On Wednesday, October 20, 2010, the Michigan Supreme Court denied eleven applications for leave to appeal and vacated its April 16, 2010 order denying the application for leave to appeal in Harris v. General Motors Corporation, Case No. 140241. The court clerk was directed to schedule oral argument on whether to grant the Harris application or take other preemptory action.
In People v. Sparks, Case No. 141344, the Court directed the Lenawee County Prosecutor to answer the following questions regarding the defendant's application for leave to appeal: 1) whether when the defendant pleads guilty under People v. Cobbs, 443 Mich. 276, 283 (1983) in exchange for the trial court's agreement to sentence him within the sentencing guideline range, and the trial court thereafter sentences him above the applicable guideline range, the defendant is entitled to withdraw his guilty plea or to seek resentencing with the court; 2) whether the defendant is entitled to remand for a determination of whether his sentencing guideline range was accurately scored; and, 3) whether the defendant's offense variables for his felon in possession of a firearm conviction were inaccurately scored in light of People v. McGraw, 484 Mich. 120 (2009). Our blog post discussing the McGraw decision can be found here. Justice Davis did not participate in this decision as he was on the Court of Appeals panel in this case.
Finally, the Court remanded the case of Neville v. Neville, Case No. 140840, to the Court of Appeals for consideration of that court's February 16, 2010 decision as on leave granted.
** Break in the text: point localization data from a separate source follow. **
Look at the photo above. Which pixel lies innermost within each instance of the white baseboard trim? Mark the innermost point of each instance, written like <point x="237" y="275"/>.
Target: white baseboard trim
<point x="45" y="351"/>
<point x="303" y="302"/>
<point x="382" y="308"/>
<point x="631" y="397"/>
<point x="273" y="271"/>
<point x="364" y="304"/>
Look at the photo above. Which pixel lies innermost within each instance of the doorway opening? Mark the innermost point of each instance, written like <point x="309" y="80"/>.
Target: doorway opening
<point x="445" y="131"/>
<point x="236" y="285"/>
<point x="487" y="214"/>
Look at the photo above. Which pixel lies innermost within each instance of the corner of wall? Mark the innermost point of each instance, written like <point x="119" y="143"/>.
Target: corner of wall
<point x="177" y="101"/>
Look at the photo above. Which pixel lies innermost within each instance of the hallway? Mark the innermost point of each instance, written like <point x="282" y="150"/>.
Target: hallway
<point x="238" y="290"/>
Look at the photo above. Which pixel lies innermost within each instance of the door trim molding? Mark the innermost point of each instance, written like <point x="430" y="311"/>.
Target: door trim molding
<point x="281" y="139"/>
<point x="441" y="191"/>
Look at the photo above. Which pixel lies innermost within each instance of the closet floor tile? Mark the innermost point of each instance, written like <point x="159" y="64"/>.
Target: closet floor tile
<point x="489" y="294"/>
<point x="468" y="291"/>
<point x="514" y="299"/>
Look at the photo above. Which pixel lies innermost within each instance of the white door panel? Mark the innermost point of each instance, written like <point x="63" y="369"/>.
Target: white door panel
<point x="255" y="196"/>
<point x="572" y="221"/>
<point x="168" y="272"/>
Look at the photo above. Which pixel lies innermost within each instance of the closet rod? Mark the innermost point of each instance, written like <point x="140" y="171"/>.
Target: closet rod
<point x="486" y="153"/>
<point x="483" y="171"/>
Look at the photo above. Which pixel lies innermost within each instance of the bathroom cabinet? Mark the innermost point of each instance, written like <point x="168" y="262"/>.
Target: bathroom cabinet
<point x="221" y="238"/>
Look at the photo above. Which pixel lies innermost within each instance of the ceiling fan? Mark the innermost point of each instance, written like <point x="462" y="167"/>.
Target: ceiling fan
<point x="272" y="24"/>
On remand, the Court directed that the Court of Appeals should consider whether it correctly held: 1) that the parties' November 14, 1994 Judgment of Divorce limited the plaintiffs' survivorship benefit to a proportionate benefit based on the parties' years of marriage; 2) that the Judgment of Divorce conflicted with the Qualified Domestic Relations Order ('QDRO') agreed upon by the parties and that the terms of the Judgment of Divorce should control the terms of the QDRO; and, 3) that the defendant's motion to amend the QDRO was not time-barred.